Hu Hu Hu is the third album by Mexican singer-songwriter Natalia Lafourcade, released in May 2009 after an almost four years hiatus from popular music. (She had released a classical EP, Las 4 Estaciones Del Amor in 2008.) Lafourcade decided to name the album "Hu Hu Hu" because she perceived the phrase to be "an expression of joy".

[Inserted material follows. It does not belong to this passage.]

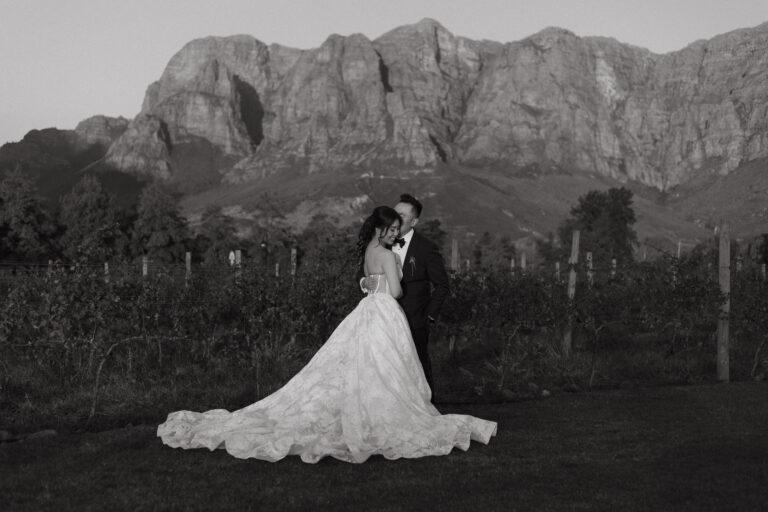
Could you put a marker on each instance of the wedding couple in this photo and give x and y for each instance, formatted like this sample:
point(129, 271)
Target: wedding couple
point(365, 391)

The album was produced by Emmanuel del Real (who produced "Casa" in 2005), Marco Moreno and Ernesto García. The album was nominated for Best female Pop Vocal Album at the 2009 Latin Grammy Awards (won by Laura Pausini) and Best Latin Pop album at the 2010 Grammy Awards (won by La Quinta Estación). Club Fonograma also named the album the 2nd best of 2009, and the 7th best of the decade.

CD artwork
The cover showed Lafourcade wearing a large headpiece of lynx's head. Animals were featured elsewhere in the artwork and promotional materials. An owl was featured in her Myspace page, and a lynx in her YouTube channel. Federico Escoto and Roberto Carrara designed the artwork.

Promotion 

"Azul" was the first single alternative, was a theme designed for the EP Instrumental The 4 seasons of love and purpose of the project was not integrated to it. "Azul" was not supported by her record label, had an independent promotion by Natalia only (by choice), so she included it in her playlist on her MySpace. It achieved great acceptance by fans, and for that reason she decided to create the video with her friends and present it to her YouTube channel.

Single

The first official single entitled "Ella Es Bonita" which began in early March advertise on radio and television stations. The video was recorded in Monterrey.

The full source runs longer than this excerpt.